Derin bir nefes alarak uyanan Çağıl'la yanındaki Demir de uyandı. Demir'in yanında ne işi olduğunu düşündü. Dün gece Rukiye biraz daha iyi olunca onu da alıp eve getirmişlerdi,sonrasında uyumak için dağılmışlardı. Savaş ve Demir de onlarla birlikte kalmışlardı ama hâlâ neden yanında uyuduğunu anlayamamıştı. Yanına dediği de o yatakta yatıyordu Demir ise yerde.
"Ne oldu,iyi misin?"
"Ne işin var burda?"
"Sen beni gözetlemek için gelmiştin,sonra uyuyakaldın." Şimdi hatırlamıştı işte.
"Sen kabus mu gördün?"
"Seni ilgilendirmez." dedi ve koltuktan kalkıp tuvalete gitti. Demir yorganını kafasının üzerine çekti.
Rukiye ise uyandığında gözlerini ovuşturdu. Esneyip etrafına bakındı. Dünkü olaylardan sonra ancak kendine gelmişti. Yatağın yanındaki koltukta uyuyakalan Burak'ı gördü. Kendi üzerinde iki tane battaniye vardı. Birini alıp Burak'ın üzerine örttü. Sonrasında kafasını geri yastığa koydu ve tavana baktı.
"Artık üşümüyorsun sanırım."
"Üşüdüğümü hatırlamıyorum."
"Dün gece neredeyse donacaktın. Seni buraya getirene kadar titredin."
"Gerçekten hatırlayamıyorum,son hatırladığım şey Derya Doktor'un bana birkaç ilacı içmem gerektiğini söylemesi."
"Hiçbir şey mi hatırlamıyorsun?"
"Hayır,ne oldu ki? Önemli bir şey mi oldu?"
"Hayır." Burak'ın bu hallerine anlam verememişti. Bir şey olduysa hatırlamalıydı ama dediği gibi son hatırladığından başka bir şey hatırlamıyordu. Yataktan indi ve tuvalete gitti ama tuvalet doluydu. Burası Senagilin evi değildi,nerede olduklarını bilmiyordu. Hatırlamıyordu daha doğrusu. Tuvaletten Çağıl çıktı. Rukiye'nin uyandığını görünce Rukiye'ye sarıldı.
"Sonunda uyandın. Çok korkmuştuk. İyi misin?"
"Evet iyiyim ama Burak bir şeyden bahsetti,aslında bahsetmedi. Dün Derya Doktor'un bana ilaç içmem gerektiğini söylemesinden sonra bir şey hatırlamıyorum. O arada bir şey oldu mu?"

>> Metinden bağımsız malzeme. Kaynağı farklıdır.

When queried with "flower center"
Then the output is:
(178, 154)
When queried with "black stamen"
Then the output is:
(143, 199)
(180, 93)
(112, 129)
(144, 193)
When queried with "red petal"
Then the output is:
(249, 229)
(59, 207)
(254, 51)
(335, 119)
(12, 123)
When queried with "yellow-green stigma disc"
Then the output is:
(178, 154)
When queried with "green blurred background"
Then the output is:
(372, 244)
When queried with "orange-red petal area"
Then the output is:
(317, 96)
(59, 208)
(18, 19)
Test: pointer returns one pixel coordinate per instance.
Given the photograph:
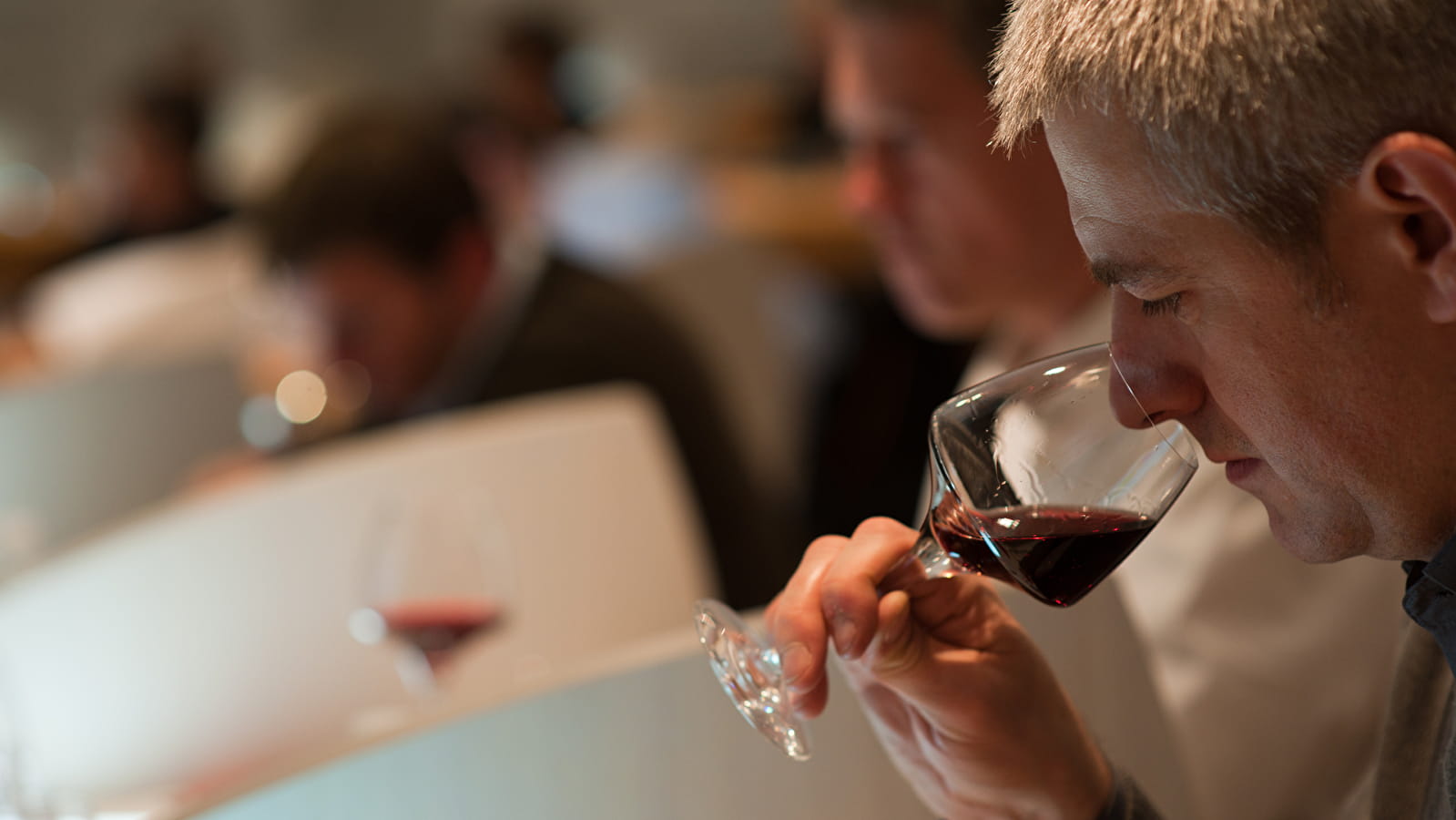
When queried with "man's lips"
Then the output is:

"Sen biraz yorgundun sonra uyumak istediğini söylemiştin biz de buraya geldik. Sonra ne oldu bilmiyorum Burak yanındaydı sadece."

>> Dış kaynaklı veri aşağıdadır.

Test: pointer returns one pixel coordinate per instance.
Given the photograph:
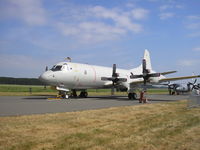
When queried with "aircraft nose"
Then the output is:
(43, 77)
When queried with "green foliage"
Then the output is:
(20, 81)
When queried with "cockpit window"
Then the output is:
(56, 68)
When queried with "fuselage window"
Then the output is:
(56, 68)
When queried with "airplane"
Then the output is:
(176, 88)
(69, 76)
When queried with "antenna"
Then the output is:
(68, 59)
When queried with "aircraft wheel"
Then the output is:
(83, 94)
(132, 96)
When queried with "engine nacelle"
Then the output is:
(154, 80)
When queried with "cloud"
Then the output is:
(193, 17)
(29, 11)
(21, 66)
(97, 23)
(188, 63)
(193, 26)
(197, 49)
(170, 6)
(164, 16)
(139, 13)
(164, 7)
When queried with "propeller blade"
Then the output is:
(122, 79)
(195, 81)
(114, 71)
(144, 65)
(154, 75)
(106, 78)
(112, 90)
(135, 76)
(46, 69)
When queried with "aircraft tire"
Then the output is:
(132, 96)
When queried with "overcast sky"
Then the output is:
(39, 33)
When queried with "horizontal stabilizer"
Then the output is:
(169, 72)
(178, 78)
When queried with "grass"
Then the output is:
(153, 127)
(24, 90)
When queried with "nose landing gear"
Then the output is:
(132, 96)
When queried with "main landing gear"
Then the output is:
(73, 94)
(132, 96)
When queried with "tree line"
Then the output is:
(20, 81)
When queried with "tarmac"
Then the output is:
(30, 105)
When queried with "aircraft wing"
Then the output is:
(178, 78)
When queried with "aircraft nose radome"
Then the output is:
(43, 77)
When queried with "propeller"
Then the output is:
(194, 85)
(46, 69)
(115, 78)
(145, 73)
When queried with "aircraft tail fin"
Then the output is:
(148, 59)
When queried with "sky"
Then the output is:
(39, 33)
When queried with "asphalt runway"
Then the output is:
(29, 105)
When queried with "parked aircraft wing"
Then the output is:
(178, 78)
(169, 72)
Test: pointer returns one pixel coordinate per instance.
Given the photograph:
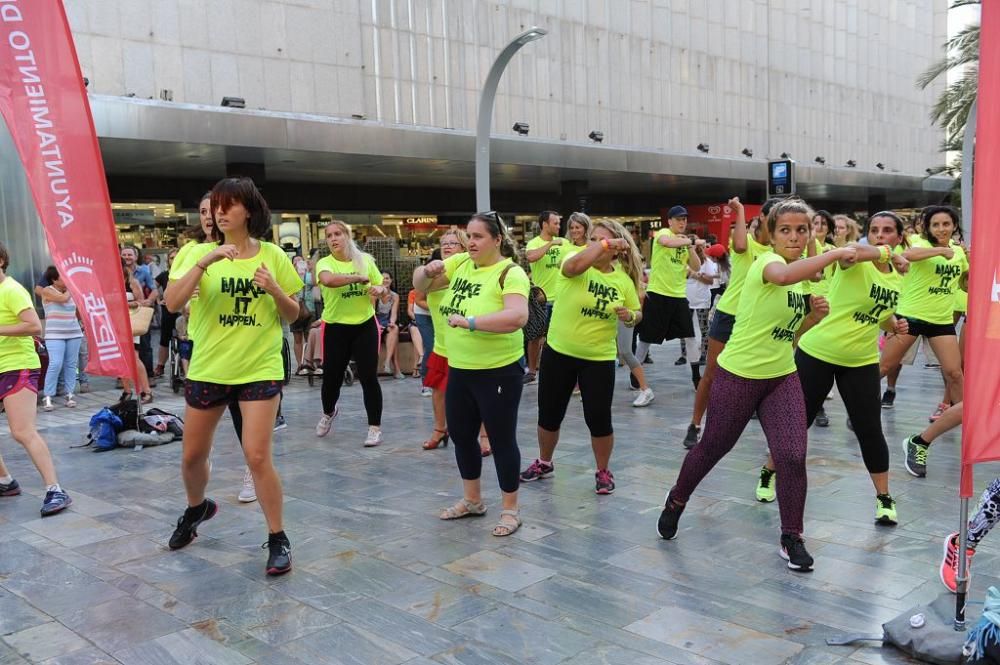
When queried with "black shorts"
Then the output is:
(721, 328)
(205, 395)
(663, 318)
(920, 328)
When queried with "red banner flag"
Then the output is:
(44, 102)
(981, 413)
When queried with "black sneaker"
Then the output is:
(55, 501)
(691, 438)
(793, 550)
(916, 457)
(187, 524)
(666, 526)
(888, 398)
(279, 558)
(13, 488)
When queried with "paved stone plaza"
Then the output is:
(379, 579)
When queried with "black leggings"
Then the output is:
(489, 397)
(859, 388)
(342, 343)
(596, 379)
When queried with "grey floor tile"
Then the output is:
(48, 640)
(712, 637)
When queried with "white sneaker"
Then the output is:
(374, 436)
(249, 492)
(326, 422)
(645, 398)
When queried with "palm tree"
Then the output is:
(951, 110)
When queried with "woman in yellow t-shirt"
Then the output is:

"Anlıyorum, burası kimin evi?"
"Başakgilin tabii ki,hatırlamıyor musun?"
"Hayır."
"Garip,dün Başak da biraz kötü olunca evde rahat hissedeceğini söyledi,o yüzden buraya geldik. Oraları hatırlamıyor olabilirsin ama evi nasıl hatırlamıyorsun? Bu eve daha önce birçok kez geldik."
"Bilmiyorum şu an kafam çok karışık,neyse izin verirsen çişimi yapacağım,sohbet ederken tutmak zor oluyor." Çağıl eliyle alnına vurdu,sonra kenara çekildi. Rukiye tuvalete girerken Çağıl da odaya geri döndü. Çantasını alıp fermuarı kapatacaktı ama bir ağırlık vardı,bir fazlalık. Çantasını açıp içindeki kitaplara baktı,bir tanesi ona ait değildir. Kitabı alıp baktığında kitabın rüyasında gördüğü kitap olduğunu görünce kitabı elinden düşürdü. Sesi duyan Demir yorganın altından kafasını çıkarttı.
"O neydi lan?"
"Hi-hiçbir şey, kitabı düşürdüm sadece." Gördüğü şey oldukça korkutucuydu ve bunu şimdilik birilerine söylemeyecekti,önce kitabı incelemesi gerekiyordu.
"Kaç gündür okulu asıyoruz,artık okula gitmemiz lazım."
"Öff, kim uğraşacak şimdi?!"
"Gelmiyorsan gelme."
"Senle de hiç konuşulmuyor!" Demir yataktan çıktı. Demir odadan çıkarken Çağıl çantasındaki kitabı tekrar kontrol etti. İlk sayfasını açtı.